I don't really see one being directly better than the others it's just what we want to do. I did not put much thought to it, as I just expected us to keep it basically the same.
Do you have any ideas?
I assume that the new API will also help fix some of the slowness we've been seeing? IIRC, there were some schema changes which would probably help with query time.
Tim
Yep, most of what was really slow should be solved now - or at least it seemed so from my tests. The only thing we still have troubles are the really sparse results - the issue which we thought could get solved by the new Postgres, but wasn't.
On the other hand, it is a non-issue, as long as the query is limited by datetime range. If you only care about results that are "newer than X" the amount of data really gets cut down, and the queries are fast, even for the sparse results, since the DB does not need to crawl the whole dataset to be sure there's only LIMIT-n results. This is how Bodhi queries the ResultsDB now - they use 'submitted' timestamp as a constraint.

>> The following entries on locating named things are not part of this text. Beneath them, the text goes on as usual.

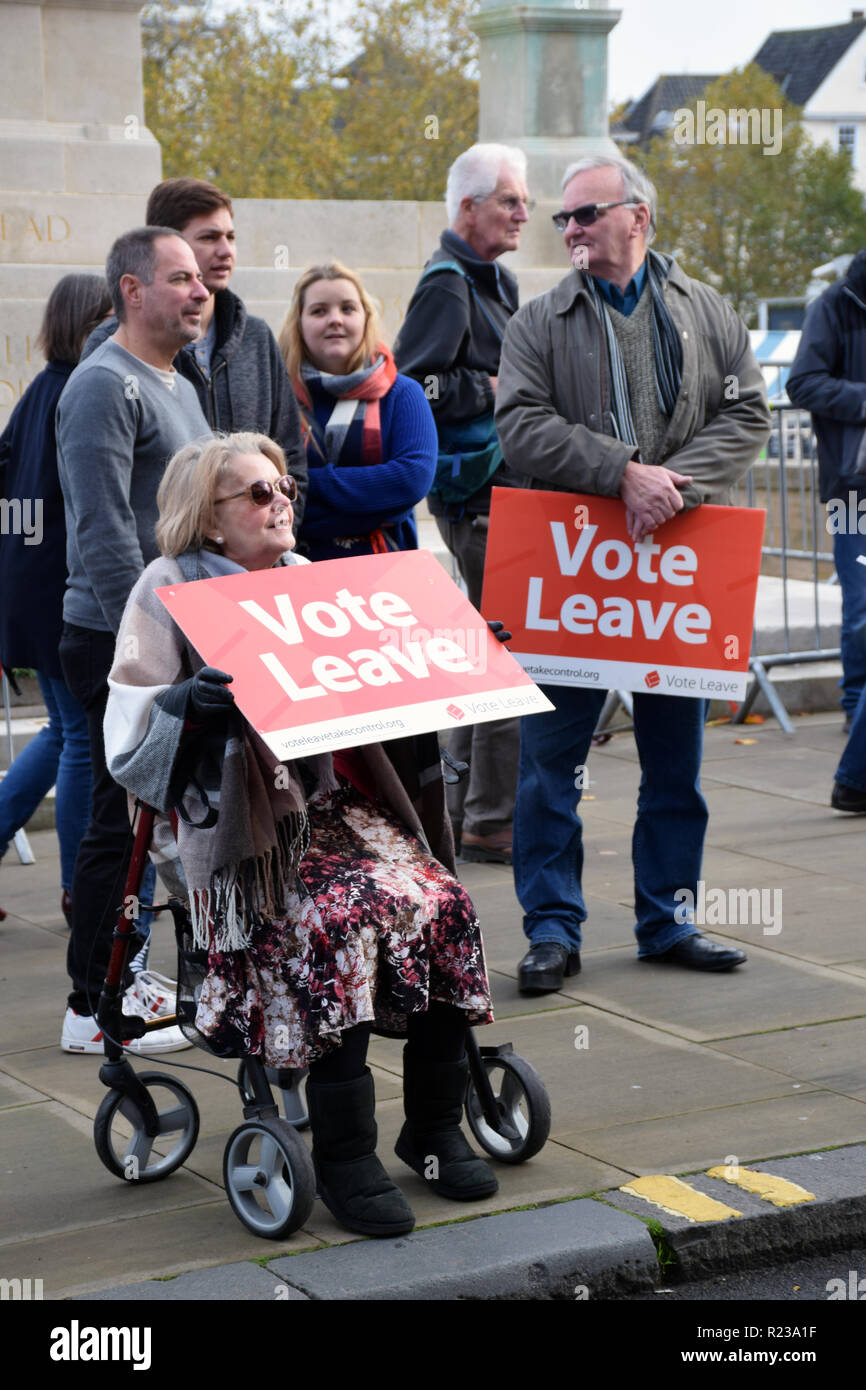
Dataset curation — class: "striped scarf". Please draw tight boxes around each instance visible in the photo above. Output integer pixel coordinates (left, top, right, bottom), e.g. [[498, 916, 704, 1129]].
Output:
[[584, 250, 683, 445], [292, 343, 398, 463]]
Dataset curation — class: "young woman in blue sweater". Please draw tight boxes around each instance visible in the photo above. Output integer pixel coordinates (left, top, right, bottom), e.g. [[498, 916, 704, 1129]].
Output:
[[279, 261, 438, 560]]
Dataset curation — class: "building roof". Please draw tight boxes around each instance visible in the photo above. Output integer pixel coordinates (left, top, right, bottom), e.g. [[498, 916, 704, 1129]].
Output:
[[610, 72, 719, 145], [753, 19, 866, 106]]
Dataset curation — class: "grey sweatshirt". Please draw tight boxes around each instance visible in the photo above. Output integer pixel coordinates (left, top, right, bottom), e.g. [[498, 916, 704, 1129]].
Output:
[[57, 339, 211, 632]]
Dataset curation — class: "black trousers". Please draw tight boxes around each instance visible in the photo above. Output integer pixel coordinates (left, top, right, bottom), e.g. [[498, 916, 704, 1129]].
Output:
[[60, 623, 132, 1013]]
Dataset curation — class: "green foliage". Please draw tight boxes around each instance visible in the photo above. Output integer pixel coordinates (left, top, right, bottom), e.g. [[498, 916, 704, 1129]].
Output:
[[142, 0, 478, 199], [634, 64, 863, 321]]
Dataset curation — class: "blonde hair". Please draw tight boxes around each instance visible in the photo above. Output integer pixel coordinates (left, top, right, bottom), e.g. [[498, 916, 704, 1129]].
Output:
[[277, 261, 381, 381], [156, 434, 286, 559]]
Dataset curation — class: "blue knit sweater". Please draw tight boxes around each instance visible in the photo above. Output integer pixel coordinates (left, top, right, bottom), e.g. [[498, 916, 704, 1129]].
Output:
[[297, 375, 438, 560]]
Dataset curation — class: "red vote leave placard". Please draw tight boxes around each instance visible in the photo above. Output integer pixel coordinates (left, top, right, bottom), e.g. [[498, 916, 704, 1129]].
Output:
[[482, 488, 765, 701], [157, 550, 550, 759]]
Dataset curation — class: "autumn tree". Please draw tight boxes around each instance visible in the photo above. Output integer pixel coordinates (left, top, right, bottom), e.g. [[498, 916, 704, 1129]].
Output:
[[634, 64, 863, 321], [142, 0, 342, 197], [333, 0, 478, 200], [142, 0, 478, 199]]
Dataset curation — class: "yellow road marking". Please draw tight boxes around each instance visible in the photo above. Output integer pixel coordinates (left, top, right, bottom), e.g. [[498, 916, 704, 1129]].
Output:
[[620, 1169, 742, 1220], [706, 1165, 815, 1207]]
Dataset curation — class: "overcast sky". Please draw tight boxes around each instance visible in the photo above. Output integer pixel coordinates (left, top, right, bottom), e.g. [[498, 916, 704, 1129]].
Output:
[[607, 0, 845, 101]]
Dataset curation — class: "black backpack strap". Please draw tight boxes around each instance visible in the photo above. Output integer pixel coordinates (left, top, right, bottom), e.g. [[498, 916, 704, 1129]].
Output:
[[418, 261, 502, 342]]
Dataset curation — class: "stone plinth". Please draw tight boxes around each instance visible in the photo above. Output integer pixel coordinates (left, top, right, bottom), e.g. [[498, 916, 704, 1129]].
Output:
[[0, 0, 161, 195], [473, 0, 620, 199]]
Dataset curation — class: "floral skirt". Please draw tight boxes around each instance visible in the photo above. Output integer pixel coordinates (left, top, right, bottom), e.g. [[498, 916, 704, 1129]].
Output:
[[196, 783, 493, 1068]]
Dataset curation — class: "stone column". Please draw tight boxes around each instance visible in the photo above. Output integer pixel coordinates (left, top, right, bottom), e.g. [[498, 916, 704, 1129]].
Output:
[[0, 0, 161, 419], [473, 0, 620, 202]]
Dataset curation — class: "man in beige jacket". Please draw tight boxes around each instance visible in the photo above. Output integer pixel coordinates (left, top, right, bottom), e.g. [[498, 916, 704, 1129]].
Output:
[[496, 156, 770, 994]]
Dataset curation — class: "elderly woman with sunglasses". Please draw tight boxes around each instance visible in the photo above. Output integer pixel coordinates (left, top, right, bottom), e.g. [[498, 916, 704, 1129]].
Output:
[[279, 261, 439, 560], [106, 434, 498, 1236]]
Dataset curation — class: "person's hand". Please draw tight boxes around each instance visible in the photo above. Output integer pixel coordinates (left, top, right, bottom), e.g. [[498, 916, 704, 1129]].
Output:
[[189, 666, 235, 719], [620, 459, 692, 541]]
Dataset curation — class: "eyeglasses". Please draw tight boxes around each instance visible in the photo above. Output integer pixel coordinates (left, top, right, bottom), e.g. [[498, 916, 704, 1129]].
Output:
[[214, 477, 297, 507], [475, 193, 535, 217], [550, 197, 639, 232]]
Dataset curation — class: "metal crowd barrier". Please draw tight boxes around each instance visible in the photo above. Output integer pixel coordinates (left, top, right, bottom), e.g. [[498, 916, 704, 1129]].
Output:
[[731, 403, 841, 734]]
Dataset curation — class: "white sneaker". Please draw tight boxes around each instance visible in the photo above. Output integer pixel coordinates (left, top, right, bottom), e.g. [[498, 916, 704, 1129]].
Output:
[[60, 990, 192, 1055], [124, 970, 178, 1019]]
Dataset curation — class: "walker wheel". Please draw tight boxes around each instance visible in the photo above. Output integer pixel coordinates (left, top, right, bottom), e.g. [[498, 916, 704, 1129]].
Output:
[[466, 1052, 550, 1163], [93, 1072, 199, 1183], [222, 1118, 316, 1240], [238, 1059, 310, 1130]]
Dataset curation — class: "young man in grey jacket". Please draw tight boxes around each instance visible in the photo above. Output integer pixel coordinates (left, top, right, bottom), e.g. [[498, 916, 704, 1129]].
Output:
[[85, 178, 307, 532], [496, 156, 770, 994], [57, 227, 211, 1052]]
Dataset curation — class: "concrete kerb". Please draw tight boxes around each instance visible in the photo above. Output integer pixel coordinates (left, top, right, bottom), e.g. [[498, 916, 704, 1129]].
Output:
[[86, 1198, 659, 1301], [605, 1144, 866, 1283], [85, 1144, 866, 1302]]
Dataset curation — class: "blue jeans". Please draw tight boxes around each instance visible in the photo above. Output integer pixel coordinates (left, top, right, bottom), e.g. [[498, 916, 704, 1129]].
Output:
[[513, 685, 708, 956], [0, 671, 90, 888], [835, 685, 866, 792], [833, 534, 866, 714]]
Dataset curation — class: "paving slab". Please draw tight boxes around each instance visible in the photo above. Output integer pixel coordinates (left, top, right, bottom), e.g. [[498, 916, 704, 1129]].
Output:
[[702, 777, 863, 850], [560, 945, 866, 1043], [268, 1201, 657, 1301], [475, 1008, 817, 1145], [16, 1200, 326, 1298], [712, 1019, 866, 1101], [556, 1087, 866, 1176], [733, 828, 866, 884], [0, 1101, 217, 1275]]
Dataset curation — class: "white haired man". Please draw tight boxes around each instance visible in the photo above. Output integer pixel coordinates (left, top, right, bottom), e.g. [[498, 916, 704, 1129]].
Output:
[[496, 156, 770, 994], [393, 145, 532, 863]]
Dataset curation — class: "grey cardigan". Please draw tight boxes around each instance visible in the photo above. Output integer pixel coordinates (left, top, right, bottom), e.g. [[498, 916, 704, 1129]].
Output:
[[496, 261, 770, 507]]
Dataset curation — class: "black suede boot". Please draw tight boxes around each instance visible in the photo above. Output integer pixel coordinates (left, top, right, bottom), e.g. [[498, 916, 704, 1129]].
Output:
[[395, 1047, 499, 1202], [307, 1069, 416, 1236]]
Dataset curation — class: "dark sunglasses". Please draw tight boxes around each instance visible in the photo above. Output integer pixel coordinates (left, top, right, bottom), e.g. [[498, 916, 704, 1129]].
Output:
[[550, 197, 638, 232], [214, 477, 297, 507]]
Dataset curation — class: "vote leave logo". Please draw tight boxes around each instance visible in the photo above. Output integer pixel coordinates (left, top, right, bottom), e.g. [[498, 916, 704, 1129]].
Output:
[[482, 488, 765, 699]]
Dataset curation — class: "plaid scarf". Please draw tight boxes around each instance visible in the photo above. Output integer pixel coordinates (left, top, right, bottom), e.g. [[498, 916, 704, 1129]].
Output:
[[584, 250, 683, 445], [292, 343, 398, 463]]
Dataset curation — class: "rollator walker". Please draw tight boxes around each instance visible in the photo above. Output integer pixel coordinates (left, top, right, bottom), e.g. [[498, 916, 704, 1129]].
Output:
[[93, 759, 550, 1240]]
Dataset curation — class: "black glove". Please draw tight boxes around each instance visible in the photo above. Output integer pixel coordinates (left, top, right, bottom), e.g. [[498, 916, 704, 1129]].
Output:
[[189, 666, 235, 719]]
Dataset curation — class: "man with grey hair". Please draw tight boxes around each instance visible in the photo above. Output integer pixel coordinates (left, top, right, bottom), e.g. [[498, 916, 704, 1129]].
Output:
[[57, 227, 210, 1052], [393, 145, 531, 863], [496, 157, 770, 994]]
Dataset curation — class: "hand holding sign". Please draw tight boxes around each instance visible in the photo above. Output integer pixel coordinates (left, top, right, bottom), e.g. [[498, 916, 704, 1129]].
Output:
[[620, 459, 692, 541]]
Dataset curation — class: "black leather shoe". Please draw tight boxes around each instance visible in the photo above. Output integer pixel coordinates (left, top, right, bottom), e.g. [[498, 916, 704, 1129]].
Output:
[[830, 783, 866, 816], [517, 941, 580, 994], [650, 934, 746, 970]]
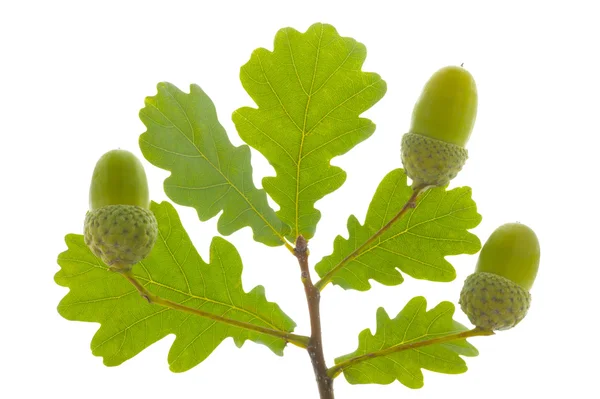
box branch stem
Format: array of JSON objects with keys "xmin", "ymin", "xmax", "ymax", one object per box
[
  {"xmin": 121, "ymin": 271, "xmax": 309, "ymax": 349},
  {"xmin": 315, "ymin": 186, "xmax": 429, "ymax": 291},
  {"xmin": 294, "ymin": 236, "xmax": 334, "ymax": 399},
  {"xmin": 327, "ymin": 327, "xmax": 494, "ymax": 379}
]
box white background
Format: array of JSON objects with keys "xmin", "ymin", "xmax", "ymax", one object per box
[{"xmin": 0, "ymin": 0, "xmax": 600, "ymax": 399}]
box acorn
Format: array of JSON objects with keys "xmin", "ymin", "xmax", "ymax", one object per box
[
  {"xmin": 459, "ymin": 223, "xmax": 540, "ymax": 331},
  {"xmin": 84, "ymin": 150, "xmax": 158, "ymax": 272},
  {"xmin": 401, "ymin": 66, "xmax": 477, "ymax": 188}
]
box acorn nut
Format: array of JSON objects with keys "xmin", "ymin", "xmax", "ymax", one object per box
[
  {"xmin": 84, "ymin": 150, "xmax": 158, "ymax": 272},
  {"xmin": 459, "ymin": 223, "xmax": 540, "ymax": 330},
  {"xmin": 401, "ymin": 66, "xmax": 477, "ymax": 188}
]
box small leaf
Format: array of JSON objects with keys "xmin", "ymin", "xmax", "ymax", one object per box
[
  {"xmin": 233, "ymin": 24, "xmax": 386, "ymax": 242},
  {"xmin": 140, "ymin": 83, "xmax": 289, "ymax": 246},
  {"xmin": 315, "ymin": 169, "xmax": 481, "ymax": 291},
  {"xmin": 335, "ymin": 297, "xmax": 478, "ymax": 388},
  {"xmin": 55, "ymin": 202, "xmax": 295, "ymax": 372}
]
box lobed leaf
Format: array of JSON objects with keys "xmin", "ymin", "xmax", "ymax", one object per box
[
  {"xmin": 335, "ymin": 297, "xmax": 478, "ymax": 388},
  {"xmin": 233, "ymin": 24, "xmax": 386, "ymax": 242},
  {"xmin": 139, "ymin": 83, "xmax": 289, "ymax": 246},
  {"xmin": 55, "ymin": 202, "xmax": 295, "ymax": 372},
  {"xmin": 315, "ymin": 169, "xmax": 481, "ymax": 291}
]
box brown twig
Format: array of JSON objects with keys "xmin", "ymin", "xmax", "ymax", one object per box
[{"xmin": 294, "ymin": 236, "xmax": 334, "ymax": 399}]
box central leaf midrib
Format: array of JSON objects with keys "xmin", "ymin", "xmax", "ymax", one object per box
[
  {"xmin": 145, "ymin": 89, "xmax": 285, "ymax": 243},
  {"xmin": 344, "ymin": 192, "xmax": 473, "ymax": 266},
  {"xmin": 290, "ymin": 25, "xmax": 323, "ymax": 237},
  {"xmin": 73, "ymin": 245, "xmax": 287, "ymax": 332}
]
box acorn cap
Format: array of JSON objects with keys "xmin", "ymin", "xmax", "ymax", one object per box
[
  {"xmin": 83, "ymin": 205, "xmax": 158, "ymax": 271},
  {"xmin": 459, "ymin": 273, "xmax": 531, "ymax": 331},
  {"xmin": 401, "ymin": 133, "xmax": 468, "ymax": 188}
]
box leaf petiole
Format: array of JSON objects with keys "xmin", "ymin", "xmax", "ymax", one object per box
[
  {"xmin": 327, "ymin": 327, "xmax": 494, "ymax": 378},
  {"xmin": 121, "ymin": 271, "xmax": 309, "ymax": 349}
]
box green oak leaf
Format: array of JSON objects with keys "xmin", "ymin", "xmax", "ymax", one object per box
[
  {"xmin": 233, "ymin": 24, "xmax": 386, "ymax": 241},
  {"xmin": 139, "ymin": 83, "xmax": 289, "ymax": 246},
  {"xmin": 335, "ymin": 297, "xmax": 478, "ymax": 388},
  {"xmin": 55, "ymin": 202, "xmax": 295, "ymax": 372},
  {"xmin": 315, "ymin": 169, "xmax": 481, "ymax": 291}
]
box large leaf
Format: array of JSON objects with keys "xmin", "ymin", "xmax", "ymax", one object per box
[
  {"xmin": 233, "ymin": 24, "xmax": 386, "ymax": 241},
  {"xmin": 315, "ymin": 169, "xmax": 481, "ymax": 291},
  {"xmin": 140, "ymin": 83, "xmax": 289, "ymax": 246},
  {"xmin": 55, "ymin": 202, "xmax": 295, "ymax": 372},
  {"xmin": 335, "ymin": 297, "xmax": 478, "ymax": 388}
]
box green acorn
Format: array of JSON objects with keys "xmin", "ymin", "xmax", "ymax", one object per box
[
  {"xmin": 459, "ymin": 223, "xmax": 540, "ymax": 330},
  {"xmin": 84, "ymin": 150, "xmax": 158, "ymax": 272},
  {"xmin": 401, "ymin": 66, "xmax": 477, "ymax": 188}
]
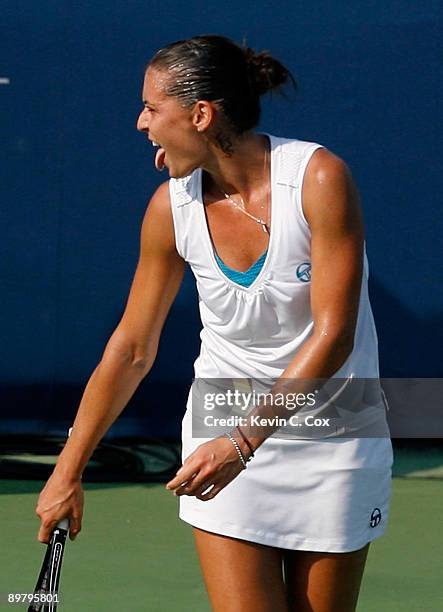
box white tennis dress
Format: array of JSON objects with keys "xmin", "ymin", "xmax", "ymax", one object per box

If we communicate this behaviour, I think we'll be fine. I would almost go as far as setting a default time-constraint to (and I'm just thinking out loud here, no reasons for the number whatsoever) three months, and be done with it - if you ever want older results, just set the time-constraint yourself, and be avare that it probably will take time. I don't see a reason we (as in FedoraQA and the related processes) would need to regularly access results older than that anyway.
J.